川下りの前にスローラインの練習をしてみたり
安全なラインどりを相談してみたり

〇BlueNileGearの設計方針と思想

BlueNileGearでは、パックラフトの最大の特徴である「パックできる」ことを最大限重視する方針で、各要素の優先順位を考え、設計に反映しています。
つまり、上述のようにリスクを知り、向き合い、なにをどこまで妥協できるのか検討・テストし、安全性と機能性の間の線引きしています。
すべては、パックラフトらしさの追求のために

普通に背負える携行性がパックラフトのアイデンティティー
子どもでも自分の舟を背負える

新時代の創造性を…

パックラフトはそもそもが丈夫さを犠牲に軽さを獲得した乗り物であるわけですが、丈夫さからくる安全面について、どこからが安全でどこからが危険という絶対的な線引きはありません。
もちろん軽視できないですし、よくよく検討が必要だと思います。

特に、日本人の感覚として、「安心・安全」という言葉はかなりのパワーワードではないでしょうか。

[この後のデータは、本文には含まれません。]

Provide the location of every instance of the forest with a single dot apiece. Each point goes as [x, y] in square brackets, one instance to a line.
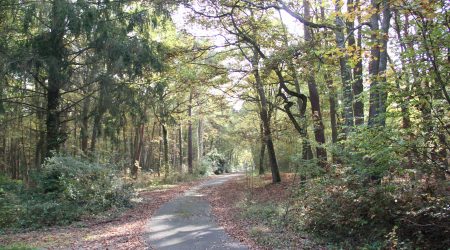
[335, 115]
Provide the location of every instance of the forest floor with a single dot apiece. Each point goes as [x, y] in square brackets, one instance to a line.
[126, 231]
[233, 201]
[186, 222]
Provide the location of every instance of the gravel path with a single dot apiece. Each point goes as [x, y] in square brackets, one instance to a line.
[186, 222]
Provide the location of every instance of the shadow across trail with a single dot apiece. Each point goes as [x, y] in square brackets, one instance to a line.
[187, 223]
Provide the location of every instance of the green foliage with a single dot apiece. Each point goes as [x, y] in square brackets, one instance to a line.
[344, 208]
[212, 162]
[9, 200]
[66, 189]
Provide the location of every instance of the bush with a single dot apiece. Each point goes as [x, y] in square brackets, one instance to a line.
[213, 162]
[9, 201]
[65, 190]
[343, 208]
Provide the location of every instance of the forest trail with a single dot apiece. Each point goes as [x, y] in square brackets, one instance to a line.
[186, 222]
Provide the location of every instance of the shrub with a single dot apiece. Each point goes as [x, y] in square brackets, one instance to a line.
[67, 189]
[9, 201]
[213, 162]
[343, 208]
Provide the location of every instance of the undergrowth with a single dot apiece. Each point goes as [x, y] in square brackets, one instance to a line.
[66, 189]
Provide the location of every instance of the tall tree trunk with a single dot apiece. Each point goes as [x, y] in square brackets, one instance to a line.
[346, 74]
[262, 150]
[165, 138]
[358, 88]
[137, 151]
[374, 66]
[333, 109]
[190, 146]
[84, 125]
[265, 120]
[200, 140]
[306, 146]
[55, 78]
[180, 147]
[319, 130]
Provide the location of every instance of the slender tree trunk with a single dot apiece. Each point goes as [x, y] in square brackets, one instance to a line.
[319, 130]
[358, 88]
[266, 122]
[138, 149]
[55, 78]
[374, 66]
[333, 109]
[84, 125]
[262, 150]
[190, 146]
[180, 147]
[346, 74]
[200, 140]
[165, 138]
[306, 146]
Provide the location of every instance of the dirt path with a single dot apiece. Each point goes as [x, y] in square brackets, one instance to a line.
[187, 223]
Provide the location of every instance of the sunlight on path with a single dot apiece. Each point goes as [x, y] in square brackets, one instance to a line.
[187, 223]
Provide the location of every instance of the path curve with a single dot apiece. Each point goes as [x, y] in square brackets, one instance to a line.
[186, 223]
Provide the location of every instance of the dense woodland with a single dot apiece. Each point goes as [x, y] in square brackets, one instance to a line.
[350, 95]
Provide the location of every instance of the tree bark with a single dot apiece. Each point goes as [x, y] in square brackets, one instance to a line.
[346, 74]
[358, 88]
[165, 138]
[266, 122]
[180, 146]
[55, 78]
[190, 146]
[262, 150]
[319, 130]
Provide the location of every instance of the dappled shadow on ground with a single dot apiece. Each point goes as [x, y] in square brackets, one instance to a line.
[123, 232]
[186, 223]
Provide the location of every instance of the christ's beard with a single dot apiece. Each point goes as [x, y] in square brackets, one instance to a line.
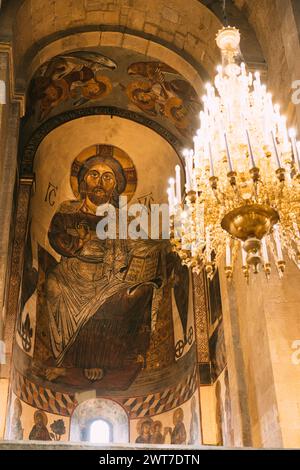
[98, 197]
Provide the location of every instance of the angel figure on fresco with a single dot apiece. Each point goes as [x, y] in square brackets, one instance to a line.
[160, 93]
[74, 76]
[99, 305]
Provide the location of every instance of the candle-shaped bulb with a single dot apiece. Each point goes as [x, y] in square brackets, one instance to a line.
[228, 253]
[250, 149]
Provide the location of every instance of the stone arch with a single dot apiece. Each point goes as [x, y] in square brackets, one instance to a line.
[99, 408]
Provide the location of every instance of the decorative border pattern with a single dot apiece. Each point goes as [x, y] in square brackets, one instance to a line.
[161, 402]
[43, 398]
[28, 149]
[201, 314]
[65, 403]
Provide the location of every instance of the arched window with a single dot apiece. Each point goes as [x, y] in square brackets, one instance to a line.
[100, 432]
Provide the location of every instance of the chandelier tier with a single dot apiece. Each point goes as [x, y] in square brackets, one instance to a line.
[242, 190]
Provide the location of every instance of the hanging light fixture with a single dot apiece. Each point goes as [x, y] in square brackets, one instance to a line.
[242, 189]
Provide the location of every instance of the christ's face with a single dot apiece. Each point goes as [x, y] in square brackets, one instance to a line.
[100, 183]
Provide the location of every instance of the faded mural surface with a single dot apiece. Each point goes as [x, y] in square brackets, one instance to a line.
[101, 315]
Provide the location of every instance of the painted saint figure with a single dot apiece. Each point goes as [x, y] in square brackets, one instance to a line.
[99, 316]
[178, 435]
[39, 432]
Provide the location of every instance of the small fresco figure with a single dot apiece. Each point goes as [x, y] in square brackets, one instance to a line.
[39, 432]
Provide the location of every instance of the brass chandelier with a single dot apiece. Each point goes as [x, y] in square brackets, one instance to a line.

しかし、昨今のULムーブメントの中で、「熟考された必要十分」「クリエイティブな妥協」によって、多少の犠牲を包含した軽量化というものが一歩進んだ考え方の一つととらえられるようになってきたと思います。

BlueNileGearは、パックラフトもそんな時代の流れの中で現れた、一歩進んだ乗り物だと考えています。

頑丈さ、操作性、安全性…
これらの要素について、もっと優れた舟は他にいくらもあり、素材や設計次第ではそうした旧来の舟により近づけることも可能です。

しかし、パックラフトのずば抜けた携行性が生み出す創造性は、多くの潜在的なパドラーたちを新たな旅へと導いてきました。

BlueNileGearの設計思想には、こうした時代の先端でアクティブにクリエイティブに挑戦するパドラーや潜在パドラーたちの、インスピレーションを刺激する舟を造っていきたい、という想いが底流しています。